Anonymous wrote:
Anonymous wrote:OP, do you have POA? If she is (appears to be) of sound mind you can't sign her up for anything. And hospice won't force itself on her no matter what you say.
If she is going to die and has a terrible quality of life, and if a surgeon will do the surgery, why not let that happen? if she dies due to the procedure she is just dying more quickly, and without all the heinousness of end of life palliative care.
I'm sorry to ask as I'm not familiar with this. I thought hospice was to be comforting and certainly less stressful than (unnecessary and expensive) surgery for little to no quality of life, and possible contraction of Covid, MRSA, etc.
Are you basically saying that it's more humane for her to die now (let's say not from the surgery but through euthanasia if that were possible). You are saying that in not so many words. That she should die in the surgery so why not euthanisia. ASking the hard questions because we are approaching this too.
This is a hard topic to really discuss as most every case is different. But Hospice won't take a patient on unless there is good reason to believe the patient only has 6 or less months to live. That means giving them drugs.

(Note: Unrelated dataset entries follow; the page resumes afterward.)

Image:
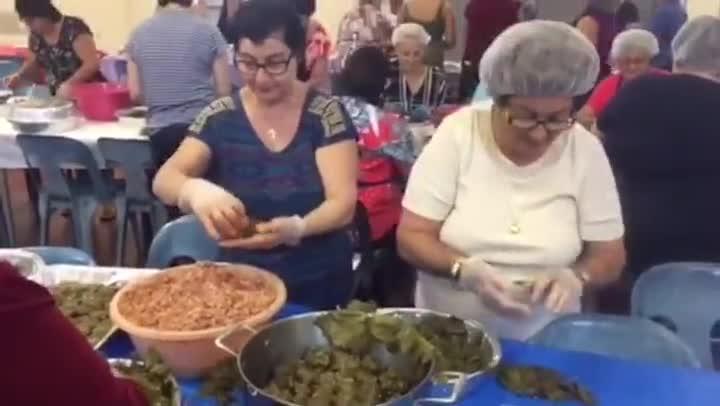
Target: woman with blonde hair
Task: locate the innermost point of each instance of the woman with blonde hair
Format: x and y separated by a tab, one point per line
437	17
416	84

Which means they become bed ridden. Which means you have to have more and more care. This is just my assessment from having watched and lived this with a parent, but I believe many elderly end up dying of an untreated UTI.
What I don't understand from yours (or OP, if this isn't OP) is how with it the mom is, how much pain. When my parent was interviewed for hospice care, he nearly didn't qualify because he wasn't in horrible pain and wasn't obviously at the end of his life.

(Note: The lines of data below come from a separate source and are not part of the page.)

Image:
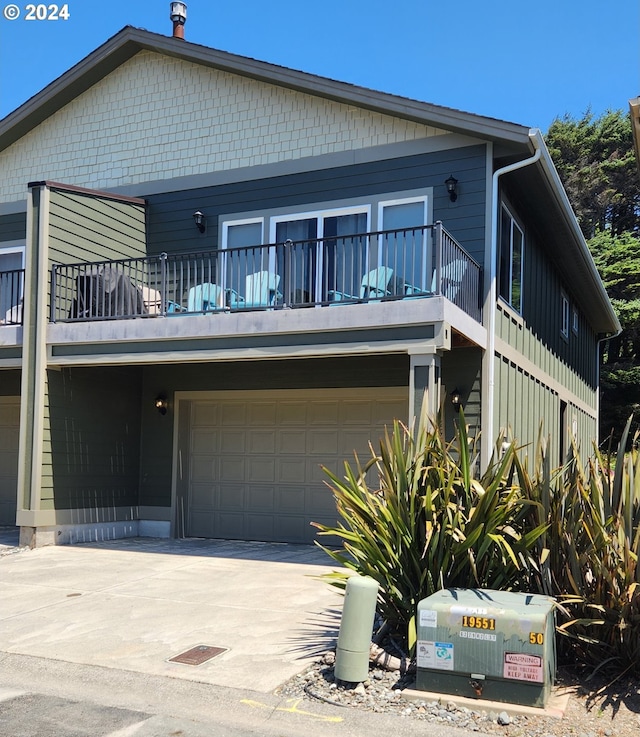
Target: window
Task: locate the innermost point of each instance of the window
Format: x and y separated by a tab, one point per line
564	328
407	252
11	283
510	260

OP, is your mom bedridden? I suggested the surgery if someone would do it, because yes, if it extends her life AND quality of life, great. I also am assuming insurance will pay for this. If not, then no, I wouldn't spend money on this until your mom has plenty.

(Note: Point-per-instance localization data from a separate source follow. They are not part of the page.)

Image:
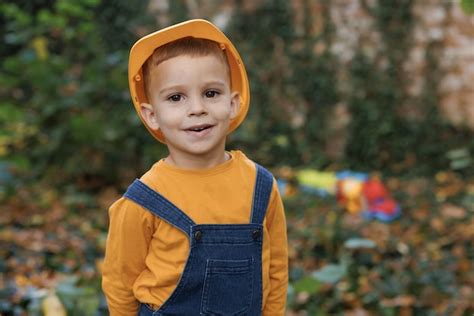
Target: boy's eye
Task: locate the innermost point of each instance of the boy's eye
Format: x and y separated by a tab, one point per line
175	98
211	94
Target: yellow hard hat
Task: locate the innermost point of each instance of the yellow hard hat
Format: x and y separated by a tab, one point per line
197	28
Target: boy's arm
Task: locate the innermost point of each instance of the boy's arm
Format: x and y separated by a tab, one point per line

But if money is not the issue, and she gets the surgery and then dies due to the procedure, you gave her hope going into the surgery, and then a faster death. My parent lingered. And it was a horrible way to go.
You might have to get generic info from Hospice since you don't have the medical POA or any POA. And also talk to the doctor if you can. But most won't talk to you about your mother's case if you don't have medical POA.
Sorry you're going through this. I know it is hard.